Thankyou.. but my problem is different than simply joining 2 lists and it
is done now :)....

On Tue, Oct 23, 2012 at 11:38 AM, Joshua Landau
<joshua.landau...@gmail.com>wrote:

> On 23/10/2012, inshu chauhan <insidesh...@gmail.com> wrote:
> > can we append a list with another list in Python ? using the normal
> routine
> > syntax but with a for loop ??
>
> I assume you want to join two lists.
>
> You are corrrect that we can do:
>
> >>> start = [1, 2, 3, 4]
> >>> end = [5, 6, 7, 8]
> >>>
> >>> for end_item in end:
> >>>     start.append(end_item)
> >>>
> >>> print(start)
> [1, 2, 3, 4, 5, 6, 7, 8]
> >>>
>
> However, it is markedly repetitive, no?
> This is a common enough operation that there is a shortcut to find out
> about it.
>
> If you want to find out what methods there are, try "help(...)". I
> can't stress this enough.
>
> >>> help(start)
> Help on list object:
>
> class list(object)
>  |  list() -> new empty list
>  |  list(iterable) -> new list initialized from iterable's items
>  |
>  |  Methods defined here:
>  |
>  |  __add__(...)
>  |      x.__add__(y) <==> x+y
> ...
>  |  append(...)
>  |      L.append(object) -- append object to end
> ...
>  |  extend(...)
>  |      L.extend(iterable) -- extend list by appending elements from
> the iterable
> ...
>
> So list.extend seems to do exactly this!
>
> You can always check the documentation
> <http://docs.python.org/tutorial/datastructures.html>.
> An lo!

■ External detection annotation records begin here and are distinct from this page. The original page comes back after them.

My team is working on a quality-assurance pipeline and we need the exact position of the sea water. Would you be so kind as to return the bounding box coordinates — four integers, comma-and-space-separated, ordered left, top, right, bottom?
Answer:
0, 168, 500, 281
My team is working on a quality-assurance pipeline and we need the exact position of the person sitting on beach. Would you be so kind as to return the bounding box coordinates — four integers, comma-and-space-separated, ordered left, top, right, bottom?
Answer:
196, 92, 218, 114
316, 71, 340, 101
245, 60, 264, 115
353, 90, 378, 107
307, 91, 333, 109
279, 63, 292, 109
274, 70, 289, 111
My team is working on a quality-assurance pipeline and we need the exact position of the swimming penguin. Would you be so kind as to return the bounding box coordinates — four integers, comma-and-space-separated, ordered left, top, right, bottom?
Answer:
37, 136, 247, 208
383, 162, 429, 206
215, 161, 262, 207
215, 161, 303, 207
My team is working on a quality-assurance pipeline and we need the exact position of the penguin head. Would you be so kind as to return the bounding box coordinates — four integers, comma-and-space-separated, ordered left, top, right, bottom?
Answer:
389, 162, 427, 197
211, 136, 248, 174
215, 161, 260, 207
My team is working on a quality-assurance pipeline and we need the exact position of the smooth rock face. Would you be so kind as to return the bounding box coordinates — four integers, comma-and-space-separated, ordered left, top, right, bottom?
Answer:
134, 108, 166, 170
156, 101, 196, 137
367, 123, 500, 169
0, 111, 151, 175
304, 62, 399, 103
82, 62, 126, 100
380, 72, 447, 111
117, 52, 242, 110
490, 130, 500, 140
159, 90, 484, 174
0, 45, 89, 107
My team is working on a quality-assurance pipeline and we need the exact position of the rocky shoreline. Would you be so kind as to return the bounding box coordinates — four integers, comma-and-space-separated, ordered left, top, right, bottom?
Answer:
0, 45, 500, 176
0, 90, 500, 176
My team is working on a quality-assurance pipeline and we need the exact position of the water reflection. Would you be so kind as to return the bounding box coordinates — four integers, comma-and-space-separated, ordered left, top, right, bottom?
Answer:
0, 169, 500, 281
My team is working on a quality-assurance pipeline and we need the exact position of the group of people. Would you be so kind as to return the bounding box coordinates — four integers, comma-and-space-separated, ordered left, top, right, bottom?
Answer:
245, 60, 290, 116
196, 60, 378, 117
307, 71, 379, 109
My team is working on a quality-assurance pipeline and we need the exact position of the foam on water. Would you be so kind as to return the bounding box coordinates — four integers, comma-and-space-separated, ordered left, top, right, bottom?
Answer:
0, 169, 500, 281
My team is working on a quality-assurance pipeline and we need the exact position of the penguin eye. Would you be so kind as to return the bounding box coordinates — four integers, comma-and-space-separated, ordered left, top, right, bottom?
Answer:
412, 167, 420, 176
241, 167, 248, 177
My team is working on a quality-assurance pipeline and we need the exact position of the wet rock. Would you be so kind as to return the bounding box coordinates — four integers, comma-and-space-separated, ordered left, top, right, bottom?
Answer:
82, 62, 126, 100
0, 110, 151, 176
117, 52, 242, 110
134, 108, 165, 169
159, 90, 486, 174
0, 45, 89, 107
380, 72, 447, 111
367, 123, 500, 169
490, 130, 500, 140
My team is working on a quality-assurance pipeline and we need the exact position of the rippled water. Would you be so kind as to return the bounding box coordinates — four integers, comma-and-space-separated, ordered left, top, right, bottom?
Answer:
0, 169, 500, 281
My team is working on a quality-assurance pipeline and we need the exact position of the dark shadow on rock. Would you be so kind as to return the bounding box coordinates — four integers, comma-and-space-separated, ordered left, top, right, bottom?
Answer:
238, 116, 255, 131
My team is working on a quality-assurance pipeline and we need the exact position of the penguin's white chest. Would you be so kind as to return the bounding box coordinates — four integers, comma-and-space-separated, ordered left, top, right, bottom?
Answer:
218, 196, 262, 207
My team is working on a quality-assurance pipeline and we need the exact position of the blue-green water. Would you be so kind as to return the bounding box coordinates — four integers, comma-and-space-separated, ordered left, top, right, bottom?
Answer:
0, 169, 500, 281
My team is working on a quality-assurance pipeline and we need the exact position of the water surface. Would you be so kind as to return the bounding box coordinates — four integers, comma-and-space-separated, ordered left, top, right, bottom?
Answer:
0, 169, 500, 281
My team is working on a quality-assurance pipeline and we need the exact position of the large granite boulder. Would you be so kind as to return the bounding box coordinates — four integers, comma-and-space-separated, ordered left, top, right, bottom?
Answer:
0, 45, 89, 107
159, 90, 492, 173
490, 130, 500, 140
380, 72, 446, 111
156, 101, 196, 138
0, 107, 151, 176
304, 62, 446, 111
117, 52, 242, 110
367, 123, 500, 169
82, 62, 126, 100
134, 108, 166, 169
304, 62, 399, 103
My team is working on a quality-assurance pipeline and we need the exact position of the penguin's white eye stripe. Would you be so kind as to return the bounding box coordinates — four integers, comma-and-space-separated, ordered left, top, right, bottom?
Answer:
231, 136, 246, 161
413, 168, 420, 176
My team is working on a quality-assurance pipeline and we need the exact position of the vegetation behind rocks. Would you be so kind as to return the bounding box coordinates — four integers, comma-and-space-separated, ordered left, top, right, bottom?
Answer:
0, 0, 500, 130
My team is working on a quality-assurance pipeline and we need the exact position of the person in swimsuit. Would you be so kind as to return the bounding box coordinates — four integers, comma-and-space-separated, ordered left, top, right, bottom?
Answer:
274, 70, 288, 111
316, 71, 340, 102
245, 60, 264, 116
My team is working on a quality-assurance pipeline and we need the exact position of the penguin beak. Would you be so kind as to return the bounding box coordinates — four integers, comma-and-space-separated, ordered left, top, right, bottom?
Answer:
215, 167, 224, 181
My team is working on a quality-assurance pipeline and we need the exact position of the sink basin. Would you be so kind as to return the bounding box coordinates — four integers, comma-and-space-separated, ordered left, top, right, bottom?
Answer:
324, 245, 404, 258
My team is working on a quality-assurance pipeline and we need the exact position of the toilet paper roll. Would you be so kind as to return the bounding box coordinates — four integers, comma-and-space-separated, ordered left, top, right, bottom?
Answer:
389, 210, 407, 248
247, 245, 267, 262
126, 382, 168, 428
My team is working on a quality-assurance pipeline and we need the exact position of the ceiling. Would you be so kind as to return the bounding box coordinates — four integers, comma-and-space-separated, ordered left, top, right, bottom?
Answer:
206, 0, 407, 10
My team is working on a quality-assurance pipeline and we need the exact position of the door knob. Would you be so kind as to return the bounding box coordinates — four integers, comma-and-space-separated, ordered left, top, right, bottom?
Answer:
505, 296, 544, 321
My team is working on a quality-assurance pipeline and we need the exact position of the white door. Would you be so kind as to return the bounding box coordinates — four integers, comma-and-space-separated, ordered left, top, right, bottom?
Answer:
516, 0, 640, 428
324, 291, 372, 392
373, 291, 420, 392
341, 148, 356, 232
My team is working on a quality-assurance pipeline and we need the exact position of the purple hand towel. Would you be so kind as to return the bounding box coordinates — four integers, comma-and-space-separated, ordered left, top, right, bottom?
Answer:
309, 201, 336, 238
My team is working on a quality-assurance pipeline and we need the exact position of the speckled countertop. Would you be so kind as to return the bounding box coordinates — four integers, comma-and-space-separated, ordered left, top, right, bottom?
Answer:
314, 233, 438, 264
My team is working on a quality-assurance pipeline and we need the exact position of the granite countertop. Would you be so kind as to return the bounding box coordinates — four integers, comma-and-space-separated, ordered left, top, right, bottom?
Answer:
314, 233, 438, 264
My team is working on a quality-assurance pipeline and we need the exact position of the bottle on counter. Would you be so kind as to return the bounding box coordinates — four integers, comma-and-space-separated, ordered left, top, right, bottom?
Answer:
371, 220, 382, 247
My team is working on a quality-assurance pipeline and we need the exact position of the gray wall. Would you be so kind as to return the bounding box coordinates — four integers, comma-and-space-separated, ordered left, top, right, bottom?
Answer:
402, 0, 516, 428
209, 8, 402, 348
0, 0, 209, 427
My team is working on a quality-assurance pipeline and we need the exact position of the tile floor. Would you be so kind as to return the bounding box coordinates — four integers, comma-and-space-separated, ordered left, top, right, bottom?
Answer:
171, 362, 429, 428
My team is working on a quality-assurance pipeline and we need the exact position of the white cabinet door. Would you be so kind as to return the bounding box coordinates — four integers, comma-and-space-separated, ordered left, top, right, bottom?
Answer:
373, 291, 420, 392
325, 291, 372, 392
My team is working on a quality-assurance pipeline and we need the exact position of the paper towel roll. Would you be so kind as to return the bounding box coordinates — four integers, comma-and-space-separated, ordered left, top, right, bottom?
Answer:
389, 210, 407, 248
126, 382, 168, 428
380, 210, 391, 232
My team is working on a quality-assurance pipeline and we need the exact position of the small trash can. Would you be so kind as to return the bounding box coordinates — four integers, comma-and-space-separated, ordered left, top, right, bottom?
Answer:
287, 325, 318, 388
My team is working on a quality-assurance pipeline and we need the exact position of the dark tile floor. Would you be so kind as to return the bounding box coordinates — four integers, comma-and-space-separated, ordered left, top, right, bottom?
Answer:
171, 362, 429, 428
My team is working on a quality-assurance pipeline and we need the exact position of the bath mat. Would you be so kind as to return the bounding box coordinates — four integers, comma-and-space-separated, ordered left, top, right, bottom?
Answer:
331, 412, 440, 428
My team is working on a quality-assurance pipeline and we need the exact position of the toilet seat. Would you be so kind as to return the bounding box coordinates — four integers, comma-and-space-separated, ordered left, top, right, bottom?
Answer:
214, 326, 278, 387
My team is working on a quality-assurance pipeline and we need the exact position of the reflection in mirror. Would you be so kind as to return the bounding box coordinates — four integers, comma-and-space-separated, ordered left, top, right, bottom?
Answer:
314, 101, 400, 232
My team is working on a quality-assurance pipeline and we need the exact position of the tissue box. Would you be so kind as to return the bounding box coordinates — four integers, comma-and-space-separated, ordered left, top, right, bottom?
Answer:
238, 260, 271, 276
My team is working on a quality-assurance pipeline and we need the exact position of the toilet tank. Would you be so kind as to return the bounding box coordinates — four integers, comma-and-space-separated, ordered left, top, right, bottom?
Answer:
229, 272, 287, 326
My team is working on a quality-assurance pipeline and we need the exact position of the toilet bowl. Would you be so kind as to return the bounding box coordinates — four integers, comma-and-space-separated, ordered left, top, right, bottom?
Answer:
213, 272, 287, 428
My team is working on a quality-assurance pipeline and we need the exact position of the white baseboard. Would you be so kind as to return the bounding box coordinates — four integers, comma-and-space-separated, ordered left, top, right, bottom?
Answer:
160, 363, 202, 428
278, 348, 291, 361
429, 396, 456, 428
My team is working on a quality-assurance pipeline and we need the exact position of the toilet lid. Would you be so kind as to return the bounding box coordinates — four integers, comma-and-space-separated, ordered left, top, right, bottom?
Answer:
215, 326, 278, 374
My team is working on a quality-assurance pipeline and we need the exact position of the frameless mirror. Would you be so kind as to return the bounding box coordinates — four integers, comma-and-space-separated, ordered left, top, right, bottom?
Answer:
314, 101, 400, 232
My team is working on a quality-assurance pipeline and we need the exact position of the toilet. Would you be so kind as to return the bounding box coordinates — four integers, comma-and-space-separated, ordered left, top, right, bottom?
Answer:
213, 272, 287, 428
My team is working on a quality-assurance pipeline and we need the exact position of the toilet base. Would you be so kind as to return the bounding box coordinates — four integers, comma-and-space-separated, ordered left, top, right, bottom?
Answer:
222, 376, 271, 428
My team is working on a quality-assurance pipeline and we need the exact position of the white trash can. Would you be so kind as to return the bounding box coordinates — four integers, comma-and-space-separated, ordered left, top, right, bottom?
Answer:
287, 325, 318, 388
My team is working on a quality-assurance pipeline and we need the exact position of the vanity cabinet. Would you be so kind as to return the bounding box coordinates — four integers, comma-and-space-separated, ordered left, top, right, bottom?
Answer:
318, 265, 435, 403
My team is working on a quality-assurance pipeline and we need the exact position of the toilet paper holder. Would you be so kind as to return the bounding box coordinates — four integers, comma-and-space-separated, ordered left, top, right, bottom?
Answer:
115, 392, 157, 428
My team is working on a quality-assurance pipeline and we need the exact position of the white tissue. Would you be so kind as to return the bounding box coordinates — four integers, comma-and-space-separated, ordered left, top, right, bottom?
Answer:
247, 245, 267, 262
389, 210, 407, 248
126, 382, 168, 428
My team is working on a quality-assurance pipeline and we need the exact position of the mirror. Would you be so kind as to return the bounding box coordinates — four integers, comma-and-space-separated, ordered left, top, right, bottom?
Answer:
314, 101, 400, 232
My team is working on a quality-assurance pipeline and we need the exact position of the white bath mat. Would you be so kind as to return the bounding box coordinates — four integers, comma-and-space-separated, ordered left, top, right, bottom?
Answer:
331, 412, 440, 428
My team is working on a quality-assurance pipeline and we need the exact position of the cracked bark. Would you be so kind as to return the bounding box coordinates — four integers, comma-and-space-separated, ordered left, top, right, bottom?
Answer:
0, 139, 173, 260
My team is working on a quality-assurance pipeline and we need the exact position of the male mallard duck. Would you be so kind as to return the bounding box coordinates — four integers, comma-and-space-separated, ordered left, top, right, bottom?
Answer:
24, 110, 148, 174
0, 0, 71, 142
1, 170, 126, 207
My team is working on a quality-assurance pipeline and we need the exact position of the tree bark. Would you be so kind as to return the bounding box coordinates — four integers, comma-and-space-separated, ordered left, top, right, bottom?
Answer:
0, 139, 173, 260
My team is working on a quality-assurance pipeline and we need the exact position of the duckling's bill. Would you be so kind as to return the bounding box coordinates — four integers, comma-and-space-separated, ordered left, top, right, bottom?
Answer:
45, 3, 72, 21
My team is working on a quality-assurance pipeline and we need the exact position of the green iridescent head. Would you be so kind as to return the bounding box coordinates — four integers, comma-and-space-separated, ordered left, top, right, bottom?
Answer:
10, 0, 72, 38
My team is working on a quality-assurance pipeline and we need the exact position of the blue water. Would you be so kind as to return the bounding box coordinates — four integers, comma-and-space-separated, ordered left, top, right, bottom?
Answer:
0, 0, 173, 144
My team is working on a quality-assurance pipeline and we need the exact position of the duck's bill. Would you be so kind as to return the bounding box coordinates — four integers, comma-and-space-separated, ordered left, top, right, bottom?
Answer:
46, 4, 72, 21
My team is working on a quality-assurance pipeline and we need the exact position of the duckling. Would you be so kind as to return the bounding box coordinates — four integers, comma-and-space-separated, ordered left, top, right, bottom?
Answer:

The documentation says "start.extend(end)" is _equivilant_ to
> "start[len(start):] = end".
>
> Why?
>
> Well, this uses the slicing syntax.
>
> >>> start[:3]
> [1, 2, 3]
> >>> start[3:]
> [4]
> >>> start[2:3]
> [3]
>
> Wonderously, all these really say are "ranges" in the list. Hence, you
> can "put" lists in their place.
>
> "start[len(start):] = end" means "start[-1:] = end", so what you're
> doing is saying "the empty end part of the list is actually this new
> list". Hopefully that makes sense.
>
> Finally, there is another method. Instead of *changing* the list, you
> can make a new list which is equal to the others "added" together.
>
> >>> new = start + end
>
> _______________________________________________
>
> Theses methods all have their own upsides. If you want to change the
> list, use .extend(). If you want to change the list, but by putting
> the new list somewhere inside the "old" one, use slicing:
>
> >>> start = [1, 2, 3, 4]
> >>> end = [5, 6, 7, 8]
> >>>
> >>> start[2:2] = end
> >>> print(start)
> [1, 2, 5, 6, 7, 8, 3, 4]
>
> Looping is good for when you want to generate the extra items as you go
> along.
>
> Finally, if you want to keep the old list or use these "inline", use "+".
>
> _______________________________________________
>
> Note that, being in the unfortunate position of "away from an
> interpreter", none of my examples are copy-pastes. Hence they may be
> wrong :/
>
> # Not checked for errors, typos and my "friends" messing with it.